I am developing my first Hibernate application, which will be used to manage stores for a grocery chain.
The Store object owns a collection of items, called ExtraordinaryTimetable, representing extraordinary opening and closing hours on special days (e.g. holydays). The timetable objects are subject to a workflow, so they have a "status" property.
I first modeled this association with a Set in the Store class, and made the timetable object an entity for Hibernate. Then I changed my mind, and decided that it made more sense to map them as a component of Store. The idea is to have a Map of timetable items in the Store object, using the date as a key.

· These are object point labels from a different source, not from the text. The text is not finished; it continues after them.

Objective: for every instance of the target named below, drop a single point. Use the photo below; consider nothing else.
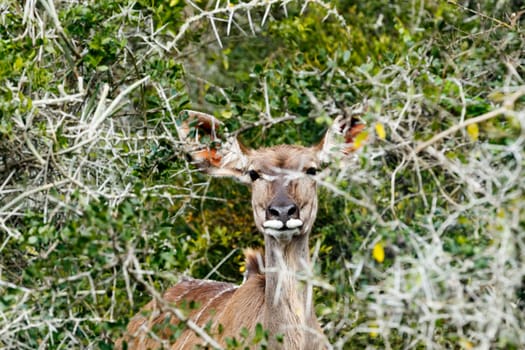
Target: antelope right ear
(339, 139)
(209, 151)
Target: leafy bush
(419, 237)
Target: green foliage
(99, 205)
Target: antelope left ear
(340, 138)
(212, 153)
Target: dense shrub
(419, 237)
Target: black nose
(282, 212)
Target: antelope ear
(208, 149)
(340, 138)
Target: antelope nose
(282, 213)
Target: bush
(418, 240)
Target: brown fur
(270, 296)
(215, 301)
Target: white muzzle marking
(275, 229)
(273, 224)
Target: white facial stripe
(273, 224)
(294, 223)
(267, 177)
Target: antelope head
(283, 178)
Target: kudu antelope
(284, 202)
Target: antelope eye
(311, 171)
(253, 175)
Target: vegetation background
(419, 239)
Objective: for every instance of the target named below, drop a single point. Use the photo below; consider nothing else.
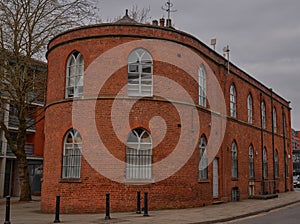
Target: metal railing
(29, 149)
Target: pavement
(29, 212)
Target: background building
(253, 158)
(296, 152)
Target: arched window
(263, 114)
(140, 73)
(139, 155)
(234, 160)
(72, 155)
(75, 74)
(276, 164)
(274, 120)
(251, 162)
(202, 85)
(250, 109)
(203, 163)
(232, 101)
(265, 163)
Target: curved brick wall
(183, 189)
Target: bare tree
(137, 14)
(26, 26)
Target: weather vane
(168, 9)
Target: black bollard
(107, 215)
(57, 209)
(7, 214)
(146, 204)
(138, 202)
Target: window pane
(72, 155)
(140, 72)
(75, 73)
(134, 68)
(138, 155)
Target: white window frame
(140, 80)
(263, 114)
(139, 155)
(250, 108)
(75, 75)
(265, 163)
(232, 101)
(234, 160)
(203, 161)
(71, 166)
(276, 164)
(251, 162)
(274, 120)
(202, 85)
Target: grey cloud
(264, 35)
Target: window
(140, 73)
(250, 109)
(72, 155)
(139, 155)
(265, 163)
(251, 162)
(263, 114)
(234, 162)
(75, 73)
(232, 101)
(203, 163)
(274, 120)
(284, 124)
(276, 164)
(202, 85)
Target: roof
(126, 19)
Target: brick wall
(183, 188)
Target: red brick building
(147, 107)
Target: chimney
(162, 22)
(155, 23)
(169, 23)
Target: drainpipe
(273, 147)
(262, 147)
(284, 146)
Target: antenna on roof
(168, 9)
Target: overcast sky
(263, 35)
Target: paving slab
(29, 212)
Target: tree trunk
(25, 191)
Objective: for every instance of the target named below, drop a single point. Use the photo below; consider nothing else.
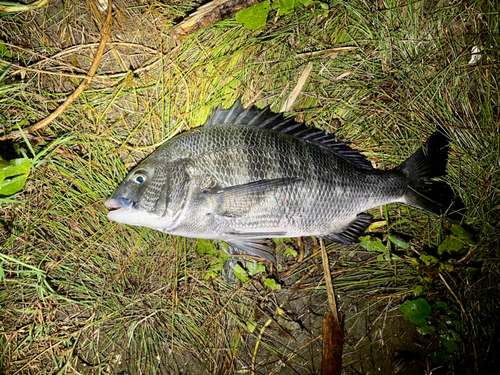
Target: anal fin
(352, 232)
(257, 247)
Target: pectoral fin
(352, 232)
(239, 200)
(257, 247)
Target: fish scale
(249, 174)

Here are some snippets of my java sources and mappings:
public class Store {
...
private Map extraordinaryTimetable;
...
}
public class ExtraordinaryTimetable {
...
private Date date;
private Date opening;
private Date closing;
private short status;
...
}
<hibernate-mapping>
<class name="...Store" table="TSTORE">
...
<map name="extraordinaryTimetable" table="TEXTTTB">
<key column="id_store"/>
<index column="DATE" type="date"/>
<composite-element class="...ExtraordinaryTimetable">
<property name="opening" type="time"/>
<property name="closing" type="time"/>
<property name="status"/>
...
</composite-element>
</map>
...
</class>
</hibernate-mapping>
Now, here's the problem and my question.
The workflow allows more than one timetable item to have the same date, if they have a different status (items with the same status must have different dates).
Therefore I need to have separate Map's in the Store class for each status, but at the same time I would like to keep all items in the same database table.
Is there a way to have Hibernate populate my maps using the status column as a discriminator, much like it does when dealing with subclasses?